Bunun bize, Mezmurların kendi ruhsal yaşamlarımız için olan önemi hakkında da çok şey söylemesi gerekir! Mezmurların sözlerini daha düzenli bir biçimde kendimize uygulamayı öğrenseydik, belki de dua alanındaki zayıflığımız büyük çapta güçlenirdi.

II. Mesih’in Davut’un Krallığı Hakkındaki Mezmurları

(2, 18, 20, 21, 24, 45, 72, 89, 101, 110, 132, 144)

Her iki gruba da dahil edilmesi gereken 2, 45 ve 110’uncu Mezmurlar hariç, bu Mezmurlar, ilk gruptaki Mezmurlar kadar doğrudan Mesih’ten söz etmeseler de, “krallık hakkındaki Mezmurlar denilen bu Mezmurlar Davut’un krallığı ile ilgilidir ve Davut’a verilen vaat ve onunla yapılan antlaşmayı gerçekleşmiş sayarlar. Yahve’nin oğlu olarak Kudüs’te oturan, Yahve’nin halkını yöneten ve vaadin mirasçısı olan ‘Davutsal kral’ı temel alan bir birlik oluştururlar.”77 Bunların içinde en önemlilerinden beşine bakacağız:

Mezmur 2

Tanrı’nın amaçlarının yerine gelmesi, “Kutsal dağım Siyon” üzerine yerleşecek olan kral soyuna dayanır (6.ayet). İnsanların Mesih’e karşı yaptıkları suikasta karşılık olarak Tanrı, Oğlu’na evrensel egemenlik verilmesi buyruğunu veriyor.

Mezmur 45

Bu bölümdeki sır, ‘Davutsal kral’ olan Mesih’e Mezmur yazarı tarafından “Tanrı” diye hitap edilmesi (6.ayet) ve buna karşın Mesih’in Tanrı tarafından meshedilmesidir (7.ayet)!
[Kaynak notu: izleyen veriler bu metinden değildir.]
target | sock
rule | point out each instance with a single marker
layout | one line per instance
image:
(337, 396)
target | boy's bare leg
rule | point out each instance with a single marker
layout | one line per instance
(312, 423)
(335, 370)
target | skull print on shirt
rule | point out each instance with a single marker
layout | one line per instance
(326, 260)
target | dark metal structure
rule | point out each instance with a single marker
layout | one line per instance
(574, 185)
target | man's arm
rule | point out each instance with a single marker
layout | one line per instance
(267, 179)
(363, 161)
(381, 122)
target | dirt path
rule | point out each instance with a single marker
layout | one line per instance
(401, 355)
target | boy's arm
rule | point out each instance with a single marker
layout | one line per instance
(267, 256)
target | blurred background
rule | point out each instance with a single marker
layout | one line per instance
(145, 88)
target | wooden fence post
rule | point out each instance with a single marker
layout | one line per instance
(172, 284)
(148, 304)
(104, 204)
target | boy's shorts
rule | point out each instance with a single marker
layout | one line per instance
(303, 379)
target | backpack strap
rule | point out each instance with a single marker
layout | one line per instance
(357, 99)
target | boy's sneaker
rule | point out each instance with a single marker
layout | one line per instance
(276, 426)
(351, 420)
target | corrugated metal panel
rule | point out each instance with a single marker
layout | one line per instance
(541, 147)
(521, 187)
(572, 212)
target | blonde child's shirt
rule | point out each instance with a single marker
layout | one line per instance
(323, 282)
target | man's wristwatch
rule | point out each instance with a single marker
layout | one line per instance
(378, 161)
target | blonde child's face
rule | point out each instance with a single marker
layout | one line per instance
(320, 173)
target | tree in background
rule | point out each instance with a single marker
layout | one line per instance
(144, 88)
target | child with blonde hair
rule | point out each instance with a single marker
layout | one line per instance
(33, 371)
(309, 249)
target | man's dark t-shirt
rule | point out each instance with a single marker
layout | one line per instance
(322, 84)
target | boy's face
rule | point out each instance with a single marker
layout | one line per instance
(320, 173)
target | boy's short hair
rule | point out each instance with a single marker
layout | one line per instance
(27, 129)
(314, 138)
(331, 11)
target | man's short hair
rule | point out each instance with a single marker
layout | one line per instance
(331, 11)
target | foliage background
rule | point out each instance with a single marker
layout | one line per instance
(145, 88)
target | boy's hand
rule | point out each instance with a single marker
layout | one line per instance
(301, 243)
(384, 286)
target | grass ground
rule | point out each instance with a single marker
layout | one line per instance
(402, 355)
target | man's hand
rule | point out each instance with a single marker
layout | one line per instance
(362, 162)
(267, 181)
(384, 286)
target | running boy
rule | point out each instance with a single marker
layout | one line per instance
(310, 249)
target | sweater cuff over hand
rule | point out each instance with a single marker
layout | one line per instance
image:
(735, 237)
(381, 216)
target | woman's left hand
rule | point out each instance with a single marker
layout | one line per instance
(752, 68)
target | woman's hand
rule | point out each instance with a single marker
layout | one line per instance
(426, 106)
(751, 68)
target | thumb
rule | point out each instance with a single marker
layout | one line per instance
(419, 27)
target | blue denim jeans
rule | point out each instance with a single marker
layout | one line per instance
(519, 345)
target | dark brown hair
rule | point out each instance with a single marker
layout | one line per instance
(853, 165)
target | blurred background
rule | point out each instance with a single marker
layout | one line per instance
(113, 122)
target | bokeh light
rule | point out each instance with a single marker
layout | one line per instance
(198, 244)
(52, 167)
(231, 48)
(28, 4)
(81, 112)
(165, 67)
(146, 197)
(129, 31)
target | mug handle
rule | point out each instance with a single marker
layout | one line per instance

Yüce Tanrı’nın lütfu, görkemi, kuvveti ve doğruluğu, “Adem oğullarından daha güzel olan” (2-4) bu hayret verici Kişide toplanacaktı.

Mezmur 89

Mezmur 89, Tanrı’nın 2. Samuel 7. bölüm üzerine yaptığı yorumudur. “3-4’üncü ve 19-37’nci ayetlerde Davut’la yapılan antlaşma uzun uzun yorumlandıktan sonra, 38-51’inci ayetler krallığın düşüşüne ağlar ve Tanrı’ya Davut’a verdiği vaade sadık kalması için yalvarır.”78 Tanrı aslında, “Davut’a yalan söylemeyeceğim” diyerek bir sadakat yemini etmiştir.

Mezmur 110

Bu, İncil’de en çok alıntının yapıldığı Mezmur’da (bkz. Ek 2), Mezmur yazarı, “Rab’bi” olduğunu söylediği Mesih’in krallığa ait üstünlüğü ile krallığını ve kâhinliğini bir araya getirir:

Yahve Rab’bime şöyle dedi: ‘Düşmanlarını ayaklarının altına basamak yapıncaya dek, sağımda otur.’” (110:1)

Yahve ant içti, kararından dönmez: ‘Melkisedek düzenine göre sonsuza dek kâhinsin sen!’” (110:4)

Mezmur 132

Tanrı’nın Davut’a verdiği “kesin andı”nı (11) ve, “Çık ya RAB yaşayacağın yere, gücünü simgeleyen Antlaşma Sandığı’yla… Kulun Davut’un hatırı için,”(8-10) diye Rab’bin sandığı için bağırışını79 kutlayan bu Mezmur’un ana konuları, Tanrı’nın sandığı ve ‘Davutsal krallık’tır.

Kaiser’in “eskatolojik” ya da “tahta çıkma Mezmurları” diye adlandırdığı bazı Mezmurlar (47, 93-100)80, Tanrı’yı, Krallığının asasını eline alıp yeryüzünü yargılamak üzere gelen olarak sunar. Bu, bu krallığın tahtında sonuçta egemen olacak olan kişinin, hem tanrısal, hem insansal kimliğini daha da çok vurgular.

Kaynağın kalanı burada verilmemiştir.